I actually wrote in this in my note book on 7/9/08

...................................i found a Sphinx Moth today...........................................................
..she landed on my front door...i couldn't just leave her there..for she was in direct sunlight..so she is now (or was) in the back yard on a wall of vines...by now she has most likely flown on...

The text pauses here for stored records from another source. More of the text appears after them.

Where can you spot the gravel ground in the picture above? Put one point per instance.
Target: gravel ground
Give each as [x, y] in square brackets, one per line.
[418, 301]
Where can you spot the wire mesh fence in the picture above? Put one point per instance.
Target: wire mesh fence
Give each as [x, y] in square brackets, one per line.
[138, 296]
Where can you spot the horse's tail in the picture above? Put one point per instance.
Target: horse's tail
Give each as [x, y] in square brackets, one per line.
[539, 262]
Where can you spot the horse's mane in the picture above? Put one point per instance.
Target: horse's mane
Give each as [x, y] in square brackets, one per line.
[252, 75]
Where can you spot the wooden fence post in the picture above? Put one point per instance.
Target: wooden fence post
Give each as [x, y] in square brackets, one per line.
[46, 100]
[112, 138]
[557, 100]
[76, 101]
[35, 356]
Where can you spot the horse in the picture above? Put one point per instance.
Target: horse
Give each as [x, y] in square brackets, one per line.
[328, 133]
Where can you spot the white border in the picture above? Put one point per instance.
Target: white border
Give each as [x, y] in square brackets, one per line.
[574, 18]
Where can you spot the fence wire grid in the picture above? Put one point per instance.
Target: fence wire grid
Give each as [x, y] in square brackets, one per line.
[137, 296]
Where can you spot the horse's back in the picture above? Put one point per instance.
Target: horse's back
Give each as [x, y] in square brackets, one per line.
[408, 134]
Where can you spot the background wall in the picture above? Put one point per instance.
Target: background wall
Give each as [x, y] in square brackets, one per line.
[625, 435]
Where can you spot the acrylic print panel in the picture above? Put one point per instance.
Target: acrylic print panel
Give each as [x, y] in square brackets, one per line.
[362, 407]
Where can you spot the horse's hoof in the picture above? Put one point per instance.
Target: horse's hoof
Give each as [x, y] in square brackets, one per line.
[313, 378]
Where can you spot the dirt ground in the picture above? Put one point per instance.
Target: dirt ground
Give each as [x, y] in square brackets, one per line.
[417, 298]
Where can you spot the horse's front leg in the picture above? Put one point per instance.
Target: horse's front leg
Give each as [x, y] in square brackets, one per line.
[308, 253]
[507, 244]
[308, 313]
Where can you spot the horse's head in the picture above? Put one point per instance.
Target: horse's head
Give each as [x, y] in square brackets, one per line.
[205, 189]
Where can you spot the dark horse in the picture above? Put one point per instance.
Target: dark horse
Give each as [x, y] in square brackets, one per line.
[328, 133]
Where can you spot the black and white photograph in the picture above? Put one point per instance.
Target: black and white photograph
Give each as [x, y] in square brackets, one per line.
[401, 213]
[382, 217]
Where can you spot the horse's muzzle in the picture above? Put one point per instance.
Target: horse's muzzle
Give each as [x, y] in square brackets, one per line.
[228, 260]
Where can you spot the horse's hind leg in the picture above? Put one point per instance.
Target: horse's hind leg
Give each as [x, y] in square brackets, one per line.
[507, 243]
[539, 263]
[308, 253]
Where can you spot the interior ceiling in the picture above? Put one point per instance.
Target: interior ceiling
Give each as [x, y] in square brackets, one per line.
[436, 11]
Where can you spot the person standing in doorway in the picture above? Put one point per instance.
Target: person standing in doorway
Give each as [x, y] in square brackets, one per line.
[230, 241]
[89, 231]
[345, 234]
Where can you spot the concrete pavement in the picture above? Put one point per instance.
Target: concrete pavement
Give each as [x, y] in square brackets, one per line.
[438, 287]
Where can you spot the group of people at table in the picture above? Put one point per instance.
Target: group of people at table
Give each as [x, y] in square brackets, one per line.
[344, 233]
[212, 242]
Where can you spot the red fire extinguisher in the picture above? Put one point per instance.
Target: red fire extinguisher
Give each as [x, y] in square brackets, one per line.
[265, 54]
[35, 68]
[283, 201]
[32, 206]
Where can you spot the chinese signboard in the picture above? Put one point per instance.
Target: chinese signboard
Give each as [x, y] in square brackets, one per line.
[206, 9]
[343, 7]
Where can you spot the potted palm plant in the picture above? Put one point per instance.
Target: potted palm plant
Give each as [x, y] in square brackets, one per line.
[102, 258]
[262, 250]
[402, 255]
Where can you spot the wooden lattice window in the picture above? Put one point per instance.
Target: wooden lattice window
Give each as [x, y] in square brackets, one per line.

.................there was something poetic and beautiful..yet sad about this moth..resting amongst the vine's leaves in the shade of the cedar trees......i watched her...and held her; cherished her...for a very long time...(couldn't get a decent picture of her in the vines though...grrrr)
...beauty..and living poetry..are all relative...even if that is true..what many people consider "beauty"..is not beautiful at all.......people turn their eyes away from true beauty and instead selfishly look to the flawed material things of this world...
............one aspect of beauty......is knowledge.....knowledge in turn..leads to truth....even if truth is beautiful..truth, the reality of this imperfect world, often is painful...that is why..(or at least..why i think) many people turn away from beauty: beauty can hurt...
....i wish you could have held this moth...she was truly beautiful.....seeing her..and holding her was poetic...but it was sad..because the truth is.................................................................she will die soon
................beauty...does not always hurt...in any situation..there is always hope........hope..is truth..
...even if some truths hurt..they are still beautiful.…
…..the reality of this imperfect world..the truth of it..hurts…but there is hope………one day in the future..Jehovah will step in..and make this world perfect…then..truth..reality..will no longer be painful….reality will be truly beautiful…
….the moth…the hope is…before she dies..she will lay eggs…those eggs…will become more beautiful sphinx moths.